Hans-Gerhard Templin (geboren am 29. Oktober 1936 in Berlin; gestorben am 17. Juni 2022 ebenda) war ein deutscher Maler und Grafiker.

Templins Vorfahren stammen aus Königsberg in Ostpreußen. Seine Mutter Ruth Kohlwage, Tochter des Architekten Karl Kohlwage, war seit 1932 mit Ernst Templin, Sohn des Rechnungsrates Hermann Templin, verheiratet. Die Familie war 1935 von Memel nach Berlin umgesiedelt, nachdem der Vater sein Amt als Geschäftsführer des ostpreußischen Lehrerbildungsvereins verloren hatte.

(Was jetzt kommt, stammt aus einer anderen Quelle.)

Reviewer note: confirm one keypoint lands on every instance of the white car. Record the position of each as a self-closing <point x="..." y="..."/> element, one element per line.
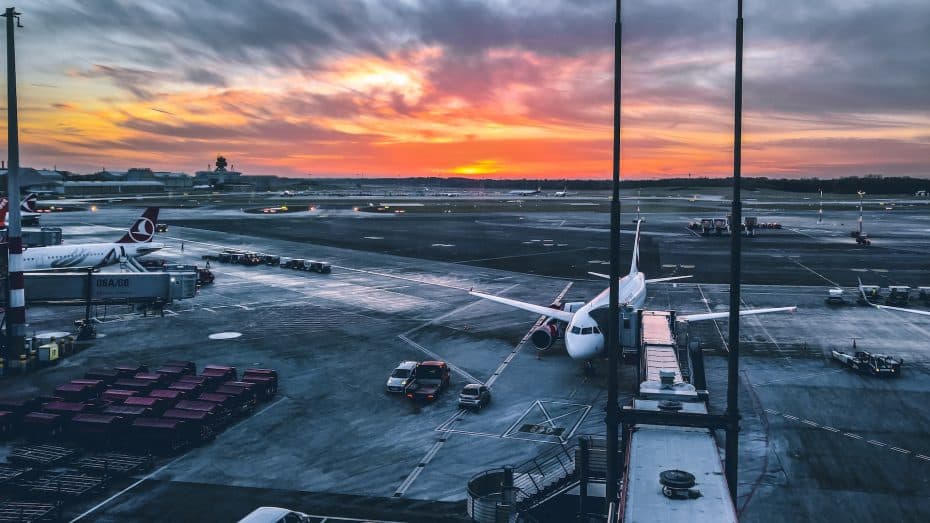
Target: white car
<point x="401" y="376"/>
<point x="275" y="515"/>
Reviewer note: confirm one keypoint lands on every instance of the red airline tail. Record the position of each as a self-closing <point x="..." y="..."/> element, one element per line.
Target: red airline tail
<point x="143" y="230"/>
<point x="29" y="203"/>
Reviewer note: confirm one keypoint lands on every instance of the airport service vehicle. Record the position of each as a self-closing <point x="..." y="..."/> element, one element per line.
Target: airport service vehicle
<point x="874" y="364"/>
<point x="316" y="266"/>
<point x="401" y="375"/>
<point x="136" y="242"/>
<point x="576" y="322"/>
<point x="474" y="396"/>
<point x="274" y="515"/>
<point x="429" y="380"/>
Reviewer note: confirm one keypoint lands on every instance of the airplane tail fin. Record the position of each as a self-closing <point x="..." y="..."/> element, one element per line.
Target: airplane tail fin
<point x="29" y="203"/>
<point x="634" y="265"/>
<point x="143" y="230"/>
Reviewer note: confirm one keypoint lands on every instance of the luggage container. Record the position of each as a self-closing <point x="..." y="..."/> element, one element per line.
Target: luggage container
<point x="172" y="374"/>
<point x="42" y="426"/>
<point x="66" y="409"/>
<point x="221" y="415"/>
<point x="188" y="366"/>
<point x="117" y="395"/>
<point x="129" y="370"/>
<point x="206" y="382"/>
<point x="245" y="396"/>
<point x="140" y="386"/>
<point x="97" y="430"/>
<point x="129" y="412"/>
<point x="188" y="388"/>
<point x="226" y="372"/>
<point x="160" y="380"/>
<point x="19" y="407"/>
<point x="203" y="424"/>
<point x="156" y="405"/>
<point x="75" y="392"/>
<point x="229" y="403"/>
<point x="159" y="435"/>
<point x="108" y="376"/>
<point x="98" y="386"/>
<point x="171" y="396"/>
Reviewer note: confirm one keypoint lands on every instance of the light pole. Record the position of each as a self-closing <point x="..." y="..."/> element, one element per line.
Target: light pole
<point x="861" y="194"/>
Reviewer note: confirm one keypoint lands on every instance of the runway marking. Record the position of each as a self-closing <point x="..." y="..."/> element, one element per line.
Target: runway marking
<point x="726" y="345"/>
<point x="874" y="443"/>
<point x="454" y="311"/>
<point x="812" y="271"/>
<point x="435" y="356"/>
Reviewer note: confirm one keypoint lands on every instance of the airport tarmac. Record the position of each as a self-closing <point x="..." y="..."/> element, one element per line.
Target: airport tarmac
<point x="333" y="443"/>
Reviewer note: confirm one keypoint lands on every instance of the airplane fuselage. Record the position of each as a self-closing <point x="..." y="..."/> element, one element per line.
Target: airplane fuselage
<point x="583" y="338"/>
<point x="83" y="255"/>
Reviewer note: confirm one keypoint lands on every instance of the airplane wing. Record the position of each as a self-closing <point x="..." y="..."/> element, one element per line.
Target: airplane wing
<point x="912" y="311"/>
<point x="538" y="309"/>
<point x="654" y="280"/>
<point x="721" y="315"/>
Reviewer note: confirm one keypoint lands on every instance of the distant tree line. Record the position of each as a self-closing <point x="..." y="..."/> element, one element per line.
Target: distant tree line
<point x="871" y="184"/>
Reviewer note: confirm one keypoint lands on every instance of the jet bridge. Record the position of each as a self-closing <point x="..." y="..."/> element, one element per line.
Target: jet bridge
<point x="101" y="288"/>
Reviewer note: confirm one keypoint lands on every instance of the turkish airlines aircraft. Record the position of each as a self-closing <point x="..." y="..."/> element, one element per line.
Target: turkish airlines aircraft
<point x="136" y="242"/>
<point x="583" y="337"/>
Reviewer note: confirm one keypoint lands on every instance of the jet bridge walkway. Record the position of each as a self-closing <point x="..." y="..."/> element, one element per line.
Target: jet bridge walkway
<point x="100" y="288"/>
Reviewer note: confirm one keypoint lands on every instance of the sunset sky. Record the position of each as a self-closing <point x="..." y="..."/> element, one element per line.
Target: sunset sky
<point x="499" y="88"/>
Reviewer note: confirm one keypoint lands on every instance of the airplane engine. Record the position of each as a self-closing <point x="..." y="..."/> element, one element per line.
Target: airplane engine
<point x="543" y="337"/>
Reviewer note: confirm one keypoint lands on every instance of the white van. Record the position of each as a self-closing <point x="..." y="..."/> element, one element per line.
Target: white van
<point x="274" y="515"/>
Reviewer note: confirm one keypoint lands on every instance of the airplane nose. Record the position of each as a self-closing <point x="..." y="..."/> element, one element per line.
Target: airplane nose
<point x="582" y="347"/>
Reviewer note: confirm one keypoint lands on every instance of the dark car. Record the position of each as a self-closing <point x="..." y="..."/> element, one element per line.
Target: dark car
<point x="474" y="396"/>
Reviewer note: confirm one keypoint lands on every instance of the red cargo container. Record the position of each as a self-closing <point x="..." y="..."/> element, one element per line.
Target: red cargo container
<point x="188" y="366"/>
<point x="171" y="373"/>
<point x="117" y="395"/>
<point x="244" y="395"/>
<point x="141" y="386"/>
<point x="96" y="430"/>
<point x="129" y="370"/>
<point x="156" y="405"/>
<point x="66" y="409"/>
<point x="130" y="412"/>
<point x="225" y="372"/>
<point x="167" y="394"/>
<point x="220" y="413"/>
<point x="108" y="376"/>
<point x="204" y="422"/>
<point x="160" y="436"/>
<point x="42" y="425"/>
<point x="75" y="392"/>
<point x="98" y="386"/>
<point x="160" y="380"/>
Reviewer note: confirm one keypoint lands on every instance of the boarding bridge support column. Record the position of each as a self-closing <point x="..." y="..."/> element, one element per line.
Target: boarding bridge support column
<point x="16" y="311"/>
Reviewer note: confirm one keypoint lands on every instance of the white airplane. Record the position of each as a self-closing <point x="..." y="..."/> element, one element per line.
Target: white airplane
<point x="583" y="337"/>
<point x="525" y="192"/>
<point x="889" y="307"/>
<point x="136" y="242"/>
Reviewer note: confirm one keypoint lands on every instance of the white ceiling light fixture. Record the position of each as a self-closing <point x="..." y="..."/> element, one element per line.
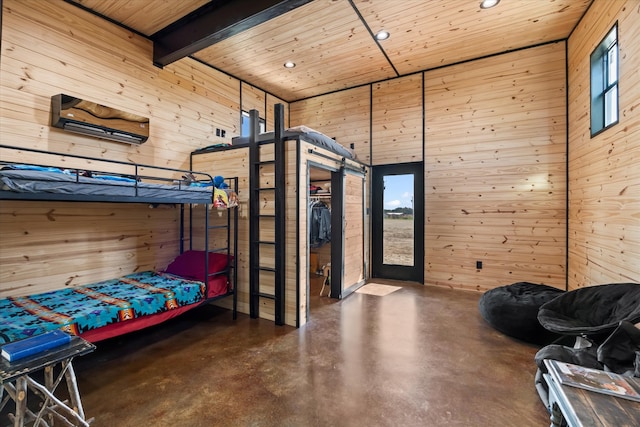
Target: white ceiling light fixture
<point x="486" y="4"/>
<point x="382" y="35"/>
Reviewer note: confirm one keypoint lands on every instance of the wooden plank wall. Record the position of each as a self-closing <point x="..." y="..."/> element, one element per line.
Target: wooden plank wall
<point x="495" y="170"/>
<point x="495" y="161"/>
<point x="66" y="244"/>
<point x="604" y="172"/>
<point x="396" y="119"/>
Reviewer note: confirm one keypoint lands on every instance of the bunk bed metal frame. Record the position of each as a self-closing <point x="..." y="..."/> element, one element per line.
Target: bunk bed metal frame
<point x="140" y="173"/>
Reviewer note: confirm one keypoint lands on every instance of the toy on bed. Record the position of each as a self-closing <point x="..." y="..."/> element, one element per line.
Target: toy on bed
<point x="113" y="307"/>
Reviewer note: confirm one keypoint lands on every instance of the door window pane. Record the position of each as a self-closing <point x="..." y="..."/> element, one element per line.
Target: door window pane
<point x="398" y="226"/>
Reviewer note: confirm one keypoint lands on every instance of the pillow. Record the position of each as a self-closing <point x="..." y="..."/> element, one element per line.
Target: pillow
<point x="190" y="264"/>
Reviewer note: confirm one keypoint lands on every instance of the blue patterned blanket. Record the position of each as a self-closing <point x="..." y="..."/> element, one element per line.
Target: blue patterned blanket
<point x="77" y="310"/>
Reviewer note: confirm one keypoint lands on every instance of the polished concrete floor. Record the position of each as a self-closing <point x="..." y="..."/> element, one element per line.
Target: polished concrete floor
<point x="420" y="356"/>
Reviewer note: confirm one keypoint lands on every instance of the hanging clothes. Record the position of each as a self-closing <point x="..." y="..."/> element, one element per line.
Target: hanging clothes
<point x="320" y="219"/>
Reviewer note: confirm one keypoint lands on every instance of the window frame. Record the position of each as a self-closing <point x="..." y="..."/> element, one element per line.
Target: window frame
<point x="602" y="85"/>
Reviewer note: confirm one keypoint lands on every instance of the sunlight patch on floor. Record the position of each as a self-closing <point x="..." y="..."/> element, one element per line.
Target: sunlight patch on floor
<point x="377" y="289"/>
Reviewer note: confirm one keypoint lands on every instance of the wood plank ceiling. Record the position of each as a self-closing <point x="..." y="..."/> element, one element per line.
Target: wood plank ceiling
<point x="332" y="43"/>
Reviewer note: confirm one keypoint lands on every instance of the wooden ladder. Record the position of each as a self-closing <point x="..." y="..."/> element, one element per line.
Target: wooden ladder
<point x="267" y="227"/>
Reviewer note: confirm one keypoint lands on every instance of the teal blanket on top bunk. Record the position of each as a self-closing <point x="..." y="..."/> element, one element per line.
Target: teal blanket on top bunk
<point x="79" y="309"/>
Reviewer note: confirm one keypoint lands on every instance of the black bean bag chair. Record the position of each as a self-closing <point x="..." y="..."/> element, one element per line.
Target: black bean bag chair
<point x="592" y="311"/>
<point x="513" y="310"/>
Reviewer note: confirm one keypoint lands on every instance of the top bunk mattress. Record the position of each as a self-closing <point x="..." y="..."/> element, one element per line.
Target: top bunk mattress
<point x="306" y="134"/>
<point x="47" y="179"/>
<point x="105" y="187"/>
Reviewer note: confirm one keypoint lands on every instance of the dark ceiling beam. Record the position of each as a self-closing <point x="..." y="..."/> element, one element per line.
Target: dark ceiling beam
<point x="212" y="23"/>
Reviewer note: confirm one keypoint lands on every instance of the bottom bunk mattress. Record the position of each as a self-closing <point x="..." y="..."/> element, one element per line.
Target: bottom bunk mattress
<point x="112" y="306"/>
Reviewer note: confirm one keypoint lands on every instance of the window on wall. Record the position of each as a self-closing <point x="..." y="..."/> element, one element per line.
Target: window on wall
<point x="604" y="83"/>
<point x="246" y="129"/>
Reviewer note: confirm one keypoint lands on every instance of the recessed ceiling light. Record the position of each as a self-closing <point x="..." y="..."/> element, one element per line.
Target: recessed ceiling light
<point x="486" y="4"/>
<point x="382" y="35"/>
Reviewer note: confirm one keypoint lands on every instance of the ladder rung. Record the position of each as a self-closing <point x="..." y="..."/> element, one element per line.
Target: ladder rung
<point x="213" y="227"/>
<point x="224" y="249"/>
<point x="269" y="296"/>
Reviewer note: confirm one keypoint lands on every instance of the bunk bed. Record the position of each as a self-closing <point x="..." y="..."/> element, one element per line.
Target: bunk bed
<point x="274" y="169"/>
<point x="303" y="133"/>
<point x="135" y="301"/>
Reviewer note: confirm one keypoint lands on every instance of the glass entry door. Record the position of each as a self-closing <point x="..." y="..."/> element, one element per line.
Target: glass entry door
<point x="398" y="222"/>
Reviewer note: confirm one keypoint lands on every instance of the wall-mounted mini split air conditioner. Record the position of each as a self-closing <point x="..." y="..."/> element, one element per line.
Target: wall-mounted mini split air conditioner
<point x="88" y="118"/>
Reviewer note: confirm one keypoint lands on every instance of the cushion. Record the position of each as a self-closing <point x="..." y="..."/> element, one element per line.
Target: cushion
<point x="190" y="264"/>
<point x="513" y="310"/>
<point x="592" y="310"/>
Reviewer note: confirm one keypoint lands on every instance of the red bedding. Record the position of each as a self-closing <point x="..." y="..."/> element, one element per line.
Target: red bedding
<point x="217" y="286"/>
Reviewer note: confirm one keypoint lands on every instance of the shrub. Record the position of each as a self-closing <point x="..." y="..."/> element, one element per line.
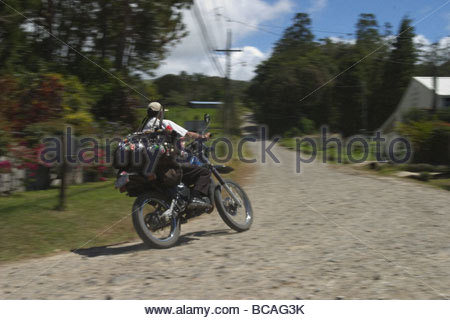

Wegen einer neuen Anstellung des Vaters zog die Familie während des Krieges nach Poznan. Im Januar 1945 wurde die Familie nach Lutherstadt Wittenberg evakuiert. Zwei seiner vier Geschwister waren an Unterernährung gestorben, Mutter und Großeltern waren schwer erkrankt. Der Vater kehrte nicht aus dem Krieg zurück und wurde 1951 für tot erklärt.[1]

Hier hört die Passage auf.